14 "But when the farmers saw him, they reasoned among themselves, saying, 'This is the heir. Come, let's kill him, that the inheritance may be ours.'

15 They threw him out of the vineyard, and killed him. What therefore will the lord of the vineyard do to them?

16 He will come and destroy these farmers, and will give the vineyard to others." When they heard it, they said, "May it never be!"

17 But he looked at them, and said, "Then what is this that is written, 'The stone which the builders rejected, the same was made the chief cornerstone?'

18 Everyone who falls on that stone will be broken to pieces, but it will crush whomever it falls on to dust."

19 The chief priests and the scribes sought to lay hands on him that very hour, but they feared the people--for they knew he had spoken this parable against them.

20 They watched him, and sent out spies, who pretended to be righteous, that they might trap him in something he said, so as to deliver him up to the power and authority of the governor.

21 They asked him, "Teacher, we know that you say and teach what is right, and aren't partial to anyone, but truly teach the way of God.

22 Is it lawful for us to pay taxes to Caesar, or not?"

23 But he perceived their craftiness, and said to them, "Why do you test me?

24 Show me a denarius. Whose image and inscription are on it?" They answered, "Caesar's."

25 He said to them, "Then give to Caesar the things that are Caesar's, and to God the things that are God's."

26 They weren't able to trap him in his words before the people. They marveled at his answer, and were silent.

27 Some of the Sadducees came to him, those who deny that there is a resurrection.

28 They asked him, "Teacher, Moses wrote to us that if a man's brother dies having a wife, and he is childless, his brother should take the wife, and raise up children for his brother.

29 There were therefore seven brothers. The first took a wife, and died childless.

30 The second took her as wife, and he died childless.

31 The third took her, and likewise the seven all left no children, and died.

32 Afterward the woman also died.

33 Therefore in the resurrection whose wife of them will she be? For the seven had her as a wife."

34 Jesus said to them, "The children of this age marry, and are given in marriage.

35 But those who are considered worthy to attain to that age and the resurrection from the dead, neither marry, nor are given in marriage.

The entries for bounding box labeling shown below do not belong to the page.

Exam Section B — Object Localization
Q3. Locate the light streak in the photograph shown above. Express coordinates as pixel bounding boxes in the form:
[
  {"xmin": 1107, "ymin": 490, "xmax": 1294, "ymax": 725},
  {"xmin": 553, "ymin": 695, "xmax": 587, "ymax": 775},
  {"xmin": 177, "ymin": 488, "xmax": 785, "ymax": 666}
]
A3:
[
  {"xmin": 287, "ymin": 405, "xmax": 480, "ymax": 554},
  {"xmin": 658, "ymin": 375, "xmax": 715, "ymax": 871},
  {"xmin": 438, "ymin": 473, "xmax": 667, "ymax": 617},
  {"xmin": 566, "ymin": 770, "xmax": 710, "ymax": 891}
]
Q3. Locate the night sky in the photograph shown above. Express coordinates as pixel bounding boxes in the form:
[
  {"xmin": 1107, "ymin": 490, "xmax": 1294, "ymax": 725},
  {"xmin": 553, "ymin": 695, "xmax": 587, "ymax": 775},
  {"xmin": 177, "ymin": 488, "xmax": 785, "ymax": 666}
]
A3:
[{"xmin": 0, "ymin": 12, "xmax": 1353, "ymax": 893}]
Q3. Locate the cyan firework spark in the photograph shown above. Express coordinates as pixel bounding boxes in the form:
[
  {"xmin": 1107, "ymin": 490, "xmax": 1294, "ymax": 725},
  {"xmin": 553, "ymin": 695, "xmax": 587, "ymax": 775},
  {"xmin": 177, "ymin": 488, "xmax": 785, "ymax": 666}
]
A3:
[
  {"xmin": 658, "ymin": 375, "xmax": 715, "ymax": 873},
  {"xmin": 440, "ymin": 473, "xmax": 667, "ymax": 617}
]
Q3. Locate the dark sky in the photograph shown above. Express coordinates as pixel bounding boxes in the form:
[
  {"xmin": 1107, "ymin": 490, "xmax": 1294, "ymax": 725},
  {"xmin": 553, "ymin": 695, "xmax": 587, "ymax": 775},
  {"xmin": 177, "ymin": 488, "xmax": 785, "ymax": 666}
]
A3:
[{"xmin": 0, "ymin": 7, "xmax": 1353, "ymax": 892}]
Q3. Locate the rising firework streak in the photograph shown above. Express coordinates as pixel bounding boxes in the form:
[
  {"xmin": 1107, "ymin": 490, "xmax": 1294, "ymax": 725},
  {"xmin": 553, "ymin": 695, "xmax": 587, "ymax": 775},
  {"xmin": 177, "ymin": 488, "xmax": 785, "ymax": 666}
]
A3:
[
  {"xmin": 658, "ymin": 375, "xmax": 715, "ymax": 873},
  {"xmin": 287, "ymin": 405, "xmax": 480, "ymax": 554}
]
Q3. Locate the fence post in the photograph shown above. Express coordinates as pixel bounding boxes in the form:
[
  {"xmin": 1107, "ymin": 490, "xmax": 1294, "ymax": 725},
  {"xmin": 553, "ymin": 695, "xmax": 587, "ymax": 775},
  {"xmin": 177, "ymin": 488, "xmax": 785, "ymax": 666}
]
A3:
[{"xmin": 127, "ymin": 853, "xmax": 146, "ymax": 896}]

36 For they can't die any more, for they are like the angels, and are children of God, being children of the resurrection.

37 But that the dead are raised, even Moses showed at the bush, when he called the Lord 'The God of Abraham, the God of Isaac, and the God of Jacob.'

38 Now he is not the God of the dead, but of the living, for all are alive to him."

39 Some of the scribes answered, "Teacher, you speak well."

40 They didn't dare to ask him any more questions.

41 He said to them, "Why do they say that the Christ is David's son?

42 David himself says in the book of Psalms, 'The Lord said to my Lord, "Sit at my right hand,

43 until I make your enemies the footstool of your feet."'

44 "David therefore calls him Lord, so how is he his son?"

45 In the hearing of all the people, he said to his disciples,

46 "Beware of the scribes, who like to walk in long robes, and love greetings in the marketplaces, the best seats in the synagogues, and the best places at feasts;

47 who devour widows' houses, and for a pretense make long prayers: these will receive greater condemnation."